Data protection remains a vital issue in the construction industry as elsewhere. Shadow business secretary Chuka Umunna recently called for contractors who misused the data of prospective employees to establish a fund to compensate employees who were blacklisted.
The Data Protection Act 1998 has wide-ranging consequences for all employers. As well as the risk of fines and civil action, businesses in breach of the Act could be subject to serious disruption dealing with an investigation.
In July 2009, following an investigation by the Information Commissioners Office, Ian Kerr of The Consulting Association was fined £5,000 for breaching the Act.
The power of the ICO
The ICO is responsible for administering the provisions of the Act. It has the power to bring criminal prosecutions, enforce compliance with the Act through the use of ‘enforcement notices’, audit organisations and impose monetary penalties.
The ICO found that The Consulting Association held a database with details on 3,213 construction workers and traded their personal details for profit.
It was revealed that the database was used by more than 40 construction companies and included information about construction workers’ personal relationships, trade union activity and employment history.
In addition to taking action against the company that operated the database, which resulted in a fine, the ICO also issued enforcement notices against 14 of the construction companies that had obtained employee details illegally, requiring them to refrain from further using the employees’ details and ensuring in future that any personal data relating to recruitment obtained from third parties is provided to the employees in accordance with the Act.
The Act is back in the news following calls from Liberty and the GMB union for further action to be taken. Mr Umunna is now calling for compensation to be provided to the employees too.
What can employers do to reduce the risk of problems?
First of all, the Act requires all organisations processing personal data to notify the Information Commissioner of their data processing activities unless they fall within one of the exemptions set out in the Act.
Such exemptions are limited, and do not exempt organisations from complying with the remainder of the Act.
Steps that employers can take include:
- Make sure your organisation knows what personal information is held about employees and why.
- Consider if all the information held is exempt from notification or whether your organisation be registered with the ICO.
- Who in your business understands how personal information held is used?

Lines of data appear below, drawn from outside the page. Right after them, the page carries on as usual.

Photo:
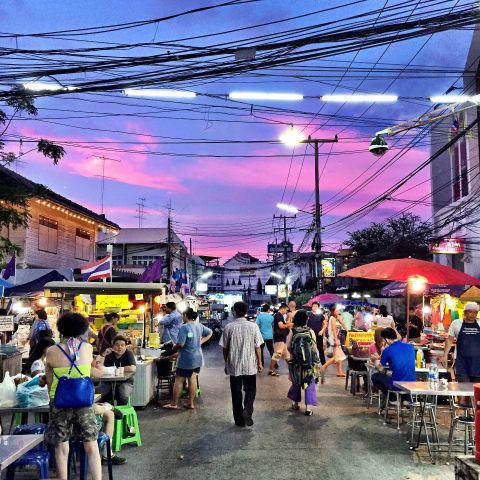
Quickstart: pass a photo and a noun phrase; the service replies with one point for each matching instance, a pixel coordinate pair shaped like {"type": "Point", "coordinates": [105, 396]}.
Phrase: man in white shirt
{"type": "Point", "coordinates": [467, 334]}
{"type": "Point", "coordinates": [241, 342]}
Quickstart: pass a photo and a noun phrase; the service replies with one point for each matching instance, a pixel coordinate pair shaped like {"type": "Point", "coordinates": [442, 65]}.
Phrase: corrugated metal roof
{"type": "Point", "coordinates": [7, 175]}
{"type": "Point", "coordinates": [140, 236]}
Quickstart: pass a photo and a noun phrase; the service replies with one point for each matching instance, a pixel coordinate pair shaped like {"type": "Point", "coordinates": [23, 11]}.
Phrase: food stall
{"type": "Point", "coordinates": [136, 304]}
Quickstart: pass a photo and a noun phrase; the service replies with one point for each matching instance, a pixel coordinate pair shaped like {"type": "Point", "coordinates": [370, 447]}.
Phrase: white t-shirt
{"type": "Point", "coordinates": [385, 322]}
{"type": "Point", "coordinates": [455, 327]}
{"type": "Point", "coordinates": [37, 365]}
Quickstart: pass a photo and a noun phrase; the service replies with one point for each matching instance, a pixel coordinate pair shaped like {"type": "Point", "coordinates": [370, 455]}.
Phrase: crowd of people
{"type": "Point", "coordinates": [308, 341]}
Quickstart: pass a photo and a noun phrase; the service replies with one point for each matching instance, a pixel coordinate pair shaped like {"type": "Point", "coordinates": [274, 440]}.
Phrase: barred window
{"type": "Point", "coordinates": [83, 244]}
{"type": "Point", "coordinates": [47, 235]}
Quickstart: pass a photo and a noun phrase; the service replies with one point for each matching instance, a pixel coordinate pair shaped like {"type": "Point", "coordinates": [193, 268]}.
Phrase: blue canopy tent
{"type": "Point", "coordinates": [35, 286]}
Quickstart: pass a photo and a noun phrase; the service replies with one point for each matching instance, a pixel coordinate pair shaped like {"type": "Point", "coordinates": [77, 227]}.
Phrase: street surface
{"type": "Point", "coordinates": [341, 441]}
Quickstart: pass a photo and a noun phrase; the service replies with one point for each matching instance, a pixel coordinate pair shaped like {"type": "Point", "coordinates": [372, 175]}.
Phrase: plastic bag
{"type": "Point", "coordinates": [31, 394]}
{"type": "Point", "coordinates": [7, 391]}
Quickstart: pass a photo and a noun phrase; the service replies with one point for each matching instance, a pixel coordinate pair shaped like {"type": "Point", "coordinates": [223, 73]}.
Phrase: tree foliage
{"type": "Point", "coordinates": [14, 198]}
{"type": "Point", "coordinates": [405, 236]}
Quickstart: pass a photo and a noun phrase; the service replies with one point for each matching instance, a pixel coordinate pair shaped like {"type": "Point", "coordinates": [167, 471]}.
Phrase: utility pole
{"type": "Point", "coordinates": [140, 211]}
{"type": "Point", "coordinates": [103, 177]}
{"type": "Point", "coordinates": [318, 224]}
{"type": "Point", "coordinates": [285, 247]}
{"type": "Point", "coordinates": [169, 241]}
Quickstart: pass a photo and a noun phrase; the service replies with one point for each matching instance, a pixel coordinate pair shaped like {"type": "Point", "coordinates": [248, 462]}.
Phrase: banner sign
{"type": "Point", "coordinates": [6, 323]}
{"type": "Point", "coordinates": [280, 247]}
{"type": "Point", "coordinates": [328, 267]}
{"type": "Point", "coordinates": [450, 246]}
{"type": "Point", "coordinates": [359, 337]}
{"type": "Point", "coordinates": [104, 302]}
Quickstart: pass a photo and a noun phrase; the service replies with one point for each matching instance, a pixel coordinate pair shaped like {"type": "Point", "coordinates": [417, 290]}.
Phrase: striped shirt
{"type": "Point", "coordinates": [241, 337]}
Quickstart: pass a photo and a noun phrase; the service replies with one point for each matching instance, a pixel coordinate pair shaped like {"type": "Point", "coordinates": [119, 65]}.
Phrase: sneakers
{"type": "Point", "coordinates": [248, 419]}
{"type": "Point", "coordinates": [116, 460]}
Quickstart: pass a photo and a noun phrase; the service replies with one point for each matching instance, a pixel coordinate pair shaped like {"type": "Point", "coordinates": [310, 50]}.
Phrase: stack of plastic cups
{"type": "Point", "coordinates": [477, 422]}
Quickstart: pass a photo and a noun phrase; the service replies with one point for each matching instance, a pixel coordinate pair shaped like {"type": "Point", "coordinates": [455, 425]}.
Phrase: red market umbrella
{"type": "Point", "coordinates": [324, 298]}
{"type": "Point", "coordinates": [405, 269]}
{"type": "Point", "coordinates": [417, 273]}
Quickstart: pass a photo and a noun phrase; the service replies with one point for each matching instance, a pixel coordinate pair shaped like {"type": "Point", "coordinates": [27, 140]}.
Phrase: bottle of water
{"type": "Point", "coordinates": [431, 375]}
{"type": "Point", "coordinates": [435, 375]}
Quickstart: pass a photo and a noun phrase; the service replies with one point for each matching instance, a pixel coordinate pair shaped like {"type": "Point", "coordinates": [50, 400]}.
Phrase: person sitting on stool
{"type": "Point", "coordinates": [399, 357]}
{"type": "Point", "coordinates": [118, 356]}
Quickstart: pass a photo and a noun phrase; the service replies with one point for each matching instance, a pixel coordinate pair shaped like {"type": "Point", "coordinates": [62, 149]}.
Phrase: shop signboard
{"type": "Point", "coordinates": [6, 323]}
{"type": "Point", "coordinates": [280, 247]}
{"type": "Point", "coordinates": [104, 302]}
{"type": "Point", "coordinates": [450, 246]}
{"type": "Point", "coordinates": [328, 267]}
{"type": "Point", "coordinates": [270, 289]}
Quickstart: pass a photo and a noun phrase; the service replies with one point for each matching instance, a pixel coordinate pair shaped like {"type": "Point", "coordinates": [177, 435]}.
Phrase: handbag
{"type": "Point", "coordinates": [73, 392]}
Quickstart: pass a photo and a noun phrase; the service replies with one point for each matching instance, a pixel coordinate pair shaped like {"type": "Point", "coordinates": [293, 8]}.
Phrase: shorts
{"type": "Point", "coordinates": [66, 423]}
{"type": "Point", "coordinates": [280, 351]}
{"type": "Point", "coordinates": [186, 372]}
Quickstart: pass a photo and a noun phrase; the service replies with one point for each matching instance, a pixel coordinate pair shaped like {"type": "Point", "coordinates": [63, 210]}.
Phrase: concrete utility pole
{"type": "Point", "coordinates": [285, 247]}
{"type": "Point", "coordinates": [169, 241]}
{"type": "Point", "coordinates": [141, 211]}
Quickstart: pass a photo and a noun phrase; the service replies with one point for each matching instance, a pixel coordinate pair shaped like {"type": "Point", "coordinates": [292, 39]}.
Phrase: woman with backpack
{"type": "Point", "coordinates": [69, 368]}
{"type": "Point", "coordinates": [304, 362]}
{"type": "Point", "coordinates": [334, 345]}
{"type": "Point", "coordinates": [107, 332]}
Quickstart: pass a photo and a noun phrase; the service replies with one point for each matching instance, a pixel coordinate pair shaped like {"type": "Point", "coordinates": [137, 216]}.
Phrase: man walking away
{"type": "Point", "coordinates": [281, 329]}
{"type": "Point", "coordinates": [171, 323]}
{"type": "Point", "coordinates": [241, 342]}
{"type": "Point", "coordinates": [316, 321]}
{"type": "Point", "coordinates": [265, 324]}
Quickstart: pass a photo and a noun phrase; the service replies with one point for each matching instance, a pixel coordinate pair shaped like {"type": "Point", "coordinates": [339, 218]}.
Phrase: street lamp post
{"type": "Point", "coordinates": [293, 137]}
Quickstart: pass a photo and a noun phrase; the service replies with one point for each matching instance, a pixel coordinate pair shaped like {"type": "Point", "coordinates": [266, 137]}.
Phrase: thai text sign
{"type": "Point", "coordinates": [448, 245]}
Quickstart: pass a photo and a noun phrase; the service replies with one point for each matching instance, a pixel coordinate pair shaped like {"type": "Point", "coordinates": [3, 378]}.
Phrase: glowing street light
{"type": "Point", "coordinates": [288, 97]}
{"type": "Point", "coordinates": [292, 137]}
{"type": "Point", "coordinates": [158, 93]}
{"type": "Point", "coordinates": [360, 98]}
{"type": "Point", "coordinates": [287, 208]}
{"type": "Point", "coordinates": [47, 87]}
{"type": "Point", "coordinates": [206, 275]}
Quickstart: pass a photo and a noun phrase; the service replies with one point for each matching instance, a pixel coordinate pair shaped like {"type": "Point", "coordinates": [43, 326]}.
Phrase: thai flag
{"type": "Point", "coordinates": [100, 269]}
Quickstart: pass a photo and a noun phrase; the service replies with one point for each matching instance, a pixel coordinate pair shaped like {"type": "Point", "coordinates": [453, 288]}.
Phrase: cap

Who is responsible for it?
- Is your HR department aware of the Data Protection Act and its implications? Ensure that your employment policies and procedures comply with the Act.
- Is information held sufficiently secured?
- Ensure any checks carried out with third parties on employees are with parties that comply with ICO guidance and the Data Protection Act.
- Eliminate collection of irrelevant or excessive personal information on employees or prospective candidates.
- Treat information regarding agency, contract and temporary staff in the same was as employee information.
Do not assume that the ICO is a toothless organisation that will not take enforcement action; it has the power to serve monetary penalty notices of up to £500,000, as well as prosecute.
The publicity and adverse impact on reputation also represent serious damage to a business.
Shelley Thomas is head of information governance at Hill Dickinson. Michael Woolley is a partner at the firm and Moya Clifford is a professional support lawyer.